I imagine that as a writer, having teenage characters is freeing. You can explore vulnerabilities that you're supposed to have overcome by the time you're an adult, and if done with sophistication, you can resonate with a much broader audience than teens. The Program is one of those good YA books that's easy to read but not dumbed down.

This isn't a fluff dystopian. Young has written a terrifying novel where every paranoid fear is justified. The futility of Sloane's fight to keep her memories is sickening. Whether any part of her will survive and piece together clues of her past kept me clicking forward on my Kindle for hours at a time.
I've often thought that I'd love to Eternal Sunshine out whole chunks of my life. But what would be left?
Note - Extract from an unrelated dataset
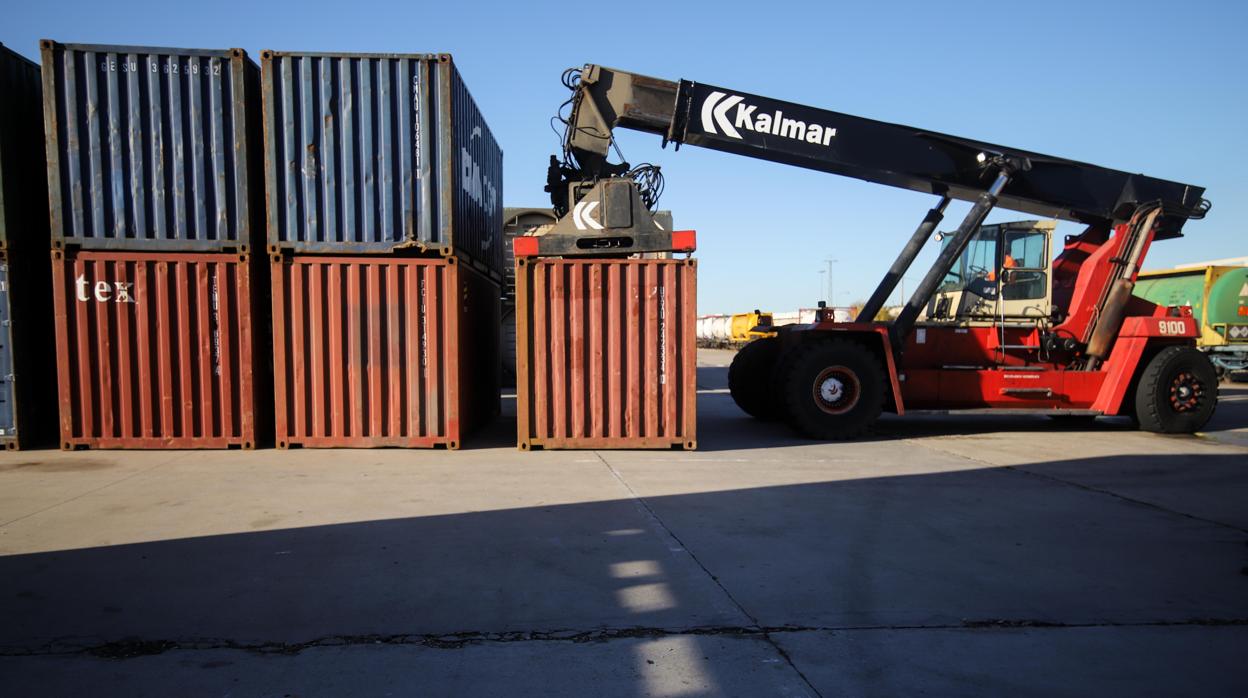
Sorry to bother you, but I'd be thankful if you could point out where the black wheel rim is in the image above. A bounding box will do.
[811,366,862,415]
[1166,371,1206,413]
Would I, like Sloane, have all the grief but be confounded by not knowing its source? Would I be drawn to the same people? Young's book makes me want to hold my painful memories in a safe place, where I won't lose them but where I won't constantly revisit them. Because without them, I'm not sure I'd be the same Liz.
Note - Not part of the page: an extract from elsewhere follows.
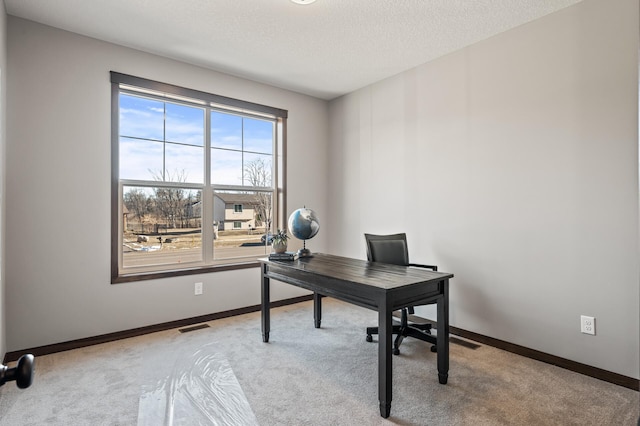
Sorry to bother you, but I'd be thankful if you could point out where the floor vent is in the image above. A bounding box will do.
[178,324,209,333]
As for the greater societal questions the book brings up. Is The Program evil? I'm sure any parent would choose it over risking the loss of their child. And yes, some people get so lost in their agony that they are incapable of making a healthy choice for themselves.
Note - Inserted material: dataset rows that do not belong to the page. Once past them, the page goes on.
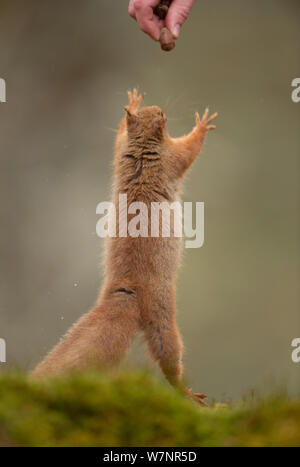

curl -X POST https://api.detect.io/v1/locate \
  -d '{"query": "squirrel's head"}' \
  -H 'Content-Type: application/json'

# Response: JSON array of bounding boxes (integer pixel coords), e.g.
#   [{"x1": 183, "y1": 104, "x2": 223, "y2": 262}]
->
[{"x1": 125, "y1": 106, "x2": 167, "y2": 142}]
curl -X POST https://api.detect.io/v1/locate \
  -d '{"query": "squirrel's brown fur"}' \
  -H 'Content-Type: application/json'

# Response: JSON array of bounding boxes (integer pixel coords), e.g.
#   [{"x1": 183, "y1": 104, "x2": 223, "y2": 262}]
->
[{"x1": 33, "y1": 90, "x2": 217, "y2": 403}]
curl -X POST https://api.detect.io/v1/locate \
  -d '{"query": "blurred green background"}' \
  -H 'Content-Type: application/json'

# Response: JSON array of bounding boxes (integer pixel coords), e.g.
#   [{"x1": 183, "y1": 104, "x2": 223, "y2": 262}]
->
[{"x1": 0, "y1": 0, "x2": 300, "y2": 398}]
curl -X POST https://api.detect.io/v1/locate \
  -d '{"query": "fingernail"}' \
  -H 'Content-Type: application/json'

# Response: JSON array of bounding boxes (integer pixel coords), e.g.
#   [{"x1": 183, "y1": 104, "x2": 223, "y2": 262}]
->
[{"x1": 172, "y1": 24, "x2": 180, "y2": 39}]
While the book didn't touch on many valid alternatives, it makes me think about how mental illness is treated.

I'm sure that for many people who need care, it is never addressed. And while I'm on Team Take Your Meds If You Need Them, I remember how quick a doctor was to try to prescribe me a sleeping pill when I made a comment about insomnia. (And yet they get all cagey and weird about refilling my migraine meds.) There's this approach to addiction, eating disorders and other ailments that focuses on intensive treatment for a few weeks and then meetings and maintenance. But even if you can take a month off your life — and not many can — isn't it hard to readjust? Then we've got the Baker Act and psychiatric holds, which to me sound traumatic and too brief to even scratch at a problem. There's therapy, but often people can't afford it or don't go because they think it's indulgent or means they're wearing a big "Hey everyone, I'm crazy!" sign.

So my point is, I think we have a climate where a last-resort solution like The Program could one day exist, because the solution isn't obvious, and we tend to seek one-size-fits-all answers. That makes the book so much more terrifying.

A sequel that wraps up the story, called The Treatment, comes out in April.